9:30-10:00 Data Science Transforming Society

Presenter: Prof. Colin Wright

Prof. Colin Wright

Prof. Colin Wright pursued an academic career in Computational Mathematics—including his PhD, research, teaching and PhD graduate supervisions. On retiring as full professor of Computational Mathematics at the University of the Witwatersrand, Johannesburg he was granted the rank of Emeritus Research Professor. His senior academic management career included Head of School(s), Executive Dean of the Faculty of Science, Member of the University Council and its Executive and Finance Committees. He did a stint as Wits executive responsible for Libraries and IT and led University and ICT Strategy formulation initiatives.

On retirement from Wits he was appointed as Research Manager of the Centre for High Performance Computing (CHPC) and subsequently to manage the SA National Research Network (SANReN). In 2008, he successfully motivated for the establishment of the national Very Large Database facility (VLDB) which was initially co-located with CHPC and is now being matured into the Data Intensive Research Initiative for South Africa (DIRISA). Early 2014 he was appointed by the Department of Science and Technology (DST) as Advisor on Cyberinfrastructure to lead the NICIS implementation.

Since its inception, Colin has been a member of the G8+O5 Research Data Infrastructure Working Group which advised internationally on data strategy. During the last few years he has advised the European Commission in different capacities on e-Infrastructure matters, including the EC H2020 Research Infrastructures and e-Infrastructures Advisory Group. He is a member of the SA-EU Expert Team tasked with drafting an Open Science framework for DST.

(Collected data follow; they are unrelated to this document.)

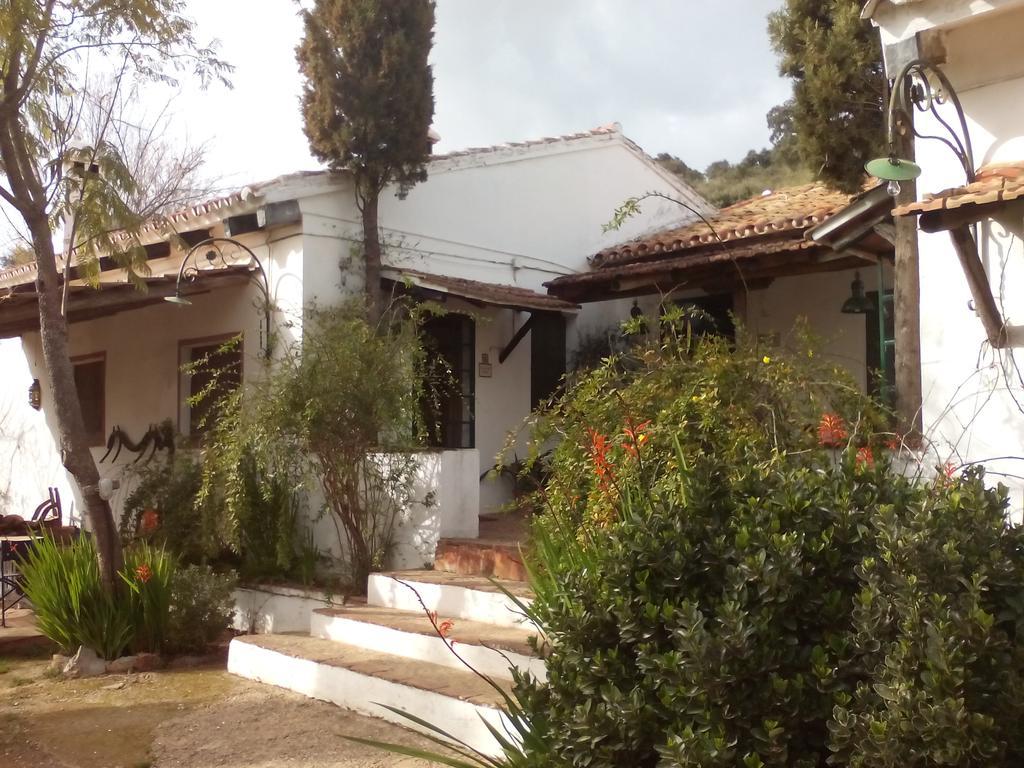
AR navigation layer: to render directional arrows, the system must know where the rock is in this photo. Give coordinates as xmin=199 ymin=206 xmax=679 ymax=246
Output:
xmin=132 ymin=652 xmax=164 ymax=672
xmin=62 ymin=646 xmax=106 ymax=679
xmin=49 ymin=653 xmax=71 ymax=673
xmin=105 ymin=655 xmax=136 ymax=674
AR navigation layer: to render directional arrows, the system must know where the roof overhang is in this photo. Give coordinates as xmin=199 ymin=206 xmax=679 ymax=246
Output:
xmin=382 ymin=268 xmax=579 ymax=314
xmin=546 ymin=237 xmax=883 ymax=304
xmin=805 ymin=184 xmax=896 ymax=255
xmin=893 ymin=164 xmax=1024 ymax=232
xmin=0 ymin=268 xmax=252 ymax=339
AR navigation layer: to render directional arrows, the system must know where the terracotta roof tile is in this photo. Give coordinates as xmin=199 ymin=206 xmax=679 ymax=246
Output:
xmin=593 ymin=182 xmax=854 ymax=268
xmin=385 ymin=269 xmax=579 ymax=313
xmin=893 ymin=162 xmax=1024 ymax=217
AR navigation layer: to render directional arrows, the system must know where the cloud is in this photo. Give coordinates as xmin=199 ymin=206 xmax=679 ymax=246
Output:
xmin=431 ymin=0 xmax=791 ymax=169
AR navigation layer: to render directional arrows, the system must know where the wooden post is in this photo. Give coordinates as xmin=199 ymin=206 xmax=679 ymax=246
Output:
xmin=893 ymin=133 xmax=924 ymax=438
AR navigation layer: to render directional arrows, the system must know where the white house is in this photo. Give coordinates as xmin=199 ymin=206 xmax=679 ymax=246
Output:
xmin=0 ymin=123 xmax=709 ymax=563
xmin=865 ymin=0 xmax=1024 ymax=516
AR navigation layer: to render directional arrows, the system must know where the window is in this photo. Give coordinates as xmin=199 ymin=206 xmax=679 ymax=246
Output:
xmin=866 ymin=290 xmax=896 ymax=404
xmin=72 ymin=354 xmax=105 ymax=446
xmin=179 ymin=336 xmax=243 ymax=436
xmin=421 ymin=314 xmax=475 ymax=450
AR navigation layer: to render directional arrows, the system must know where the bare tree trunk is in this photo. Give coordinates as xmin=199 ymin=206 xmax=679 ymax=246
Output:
xmin=361 ymin=191 xmax=383 ymax=324
xmin=29 ymin=216 xmax=123 ymax=588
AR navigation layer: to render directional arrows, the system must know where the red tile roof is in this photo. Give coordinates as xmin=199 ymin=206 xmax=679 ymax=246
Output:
xmin=893 ymin=161 xmax=1024 ymax=217
xmin=593 ymin=182 xmax=855 ymax=268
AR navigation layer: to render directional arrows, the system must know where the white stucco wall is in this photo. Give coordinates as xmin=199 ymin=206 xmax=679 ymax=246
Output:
xmin=873 ymin=2 xmax=1024 ymax=516
xmin=0 ymin=337 xmax=74 ymax=520
xmin=747 ymin=268 xmax=883 ymax=392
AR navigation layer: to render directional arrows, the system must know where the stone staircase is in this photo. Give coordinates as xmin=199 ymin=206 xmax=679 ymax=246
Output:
xmin=433 ymin=512 xmax=530 ymax=582
xmin=227 ymin=567 xmax=540 ymax=757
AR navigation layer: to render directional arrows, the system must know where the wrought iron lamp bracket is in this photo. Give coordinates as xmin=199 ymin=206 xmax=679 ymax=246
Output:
xmin=166 ymin=236 xmax=273 ymax=358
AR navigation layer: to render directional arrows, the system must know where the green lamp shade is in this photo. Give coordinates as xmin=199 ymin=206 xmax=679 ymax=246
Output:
xmin=865 ymin=156 xmax=922 ymax=182
xmin=164 ymin=294 xmax=193 ymax=306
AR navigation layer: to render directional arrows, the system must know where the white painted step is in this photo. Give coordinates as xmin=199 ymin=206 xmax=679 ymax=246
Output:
xmin=228 ymin=633 xmax=515 ymax=758
xmin=368 ymin=570 xmax=535 ymax=630
xmin=311 ymin=604 xmax=547 ymax=682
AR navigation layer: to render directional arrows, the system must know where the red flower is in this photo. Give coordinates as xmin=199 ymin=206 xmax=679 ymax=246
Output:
xmin=438 ymin=619 xmax=455 ymax=638
xmin=818 ymin=413 xmax=849 ymax=448
xmin=139 ymin=509 xmax=160 ymax=534
xmin=855 ymin=446 xmax=875 ymax=469
xmin=623 ymin=420 xmax=651 ymax=457
xmin=587 ymin=428 xmax=614 ymax=488
xmin=884 ymin=436 xmax=900 ymax=452
xmin=135 ymin=564 xmax=153 ymax=583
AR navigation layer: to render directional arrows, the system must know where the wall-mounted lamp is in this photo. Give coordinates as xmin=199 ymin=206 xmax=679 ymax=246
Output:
xmin=478 ymin=353 xmax=493 ymax=378
xmin=865 ymin=59 xmax=975 ymax=194
xmin=164 ymin=236 xmax=272 ymax=358
xmin=28 ymin=379 xmax=41 ymax=410
xmin=630 ymin=299 xmax=644 ymax=319
xmin=840 ymin=271 xmax=875 ymax=315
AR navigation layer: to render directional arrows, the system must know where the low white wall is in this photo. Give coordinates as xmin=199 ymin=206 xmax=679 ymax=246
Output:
xmin=389 ymin=448 xmax=479 ymax=570
xmin=232 ymin=584 xmax=341 ymax=634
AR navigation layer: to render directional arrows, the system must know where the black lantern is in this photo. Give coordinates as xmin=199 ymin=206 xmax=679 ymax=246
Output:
xmin=841 ymin=271 xmax=875 ymax=315
xmin=28 ymin=378 xmax=41 ymax=410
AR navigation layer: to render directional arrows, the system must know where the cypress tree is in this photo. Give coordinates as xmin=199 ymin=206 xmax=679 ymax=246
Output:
xmin=297 ymin=0 xmax=436 ymax=322
xmin=768 ymin=0 xmax=885 ymax=192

The field of data science is concerned with extracting knowledge from data; the scientific method provides a reliable means to do so, while the mathematical sciences (mathematics, statistics, computer science, etc.) provide the necessary tools. In recent years there has been an explosion in the volume, variety, and velocity of data. An estimate from IBM suggests that humans generated about 2.5 billion gigabytes of data per day in 2017, implying that approximately as much data was created in that year alone as in all previous years. This will soon be dwarfed by the amount of data the Square Kilometer Array (SKA) is projected to generate when it becomes fully operational. All these data are opening unprecedented opportunities to make advances in data science, especially in the subfield of machine learning. These advances have the potential to revolutionise nearly every area of human endeavor, including research, education, health, business, and government; as well as providing unprecedented opportunities for human progress through achieving the Sustainable Development Goals (SDGs). However, there are many challenges (e.g., data science skills, new regulatory frameworks, etc.) that must be addressed if these emerging opportunities are to be fully harnessed to beneficial effect.